Don't get me wrong, I love cats. I think I've had at least one cat, sometimes two, in my life since around the time I was four. But some people take it a bit too far, I think. Like the woman in the elevator on Friday. She was deep in conversation with another woman, who asked her about the picture pinned to her chest. They then proceeded to have a long conversation about her "babies"--their ages, how they were doing developmentally, etc. I assumed the entire time that they were talking about the woman's kids. And although I thought it strange that she would have a picture of her children pinned to her chest, I was willing to let it go. But no. The woman had a picture of her three cats pinned to her chest. I'm sorry, y'all, but that's just weird.

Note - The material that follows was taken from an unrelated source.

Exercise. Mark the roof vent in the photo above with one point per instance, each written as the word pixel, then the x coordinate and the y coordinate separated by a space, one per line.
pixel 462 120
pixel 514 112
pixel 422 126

I suppose I also have "crazy cat people" on the brain lately because my next-door neighbor is one of them. This is the woman who, when my 12-year-old cat died about a year ago, asked if she could keep him. She wanted to have him cremated and keep his ashes. I thought it was a bit strange, but it spared me the trouble of having to dig a hole in the backyard, so I said sure. I had another cat, Betty Kitty, who decided to move in with the next-door neighbor shortly after Emmeline started walking. Let's just say that Betty Kitty wasn't one of E's biggest fans. Betty Kitty lived to the ripe old age of 17 and died a couple of weeks ago. I'm sure you can guess what became of her earthly remains.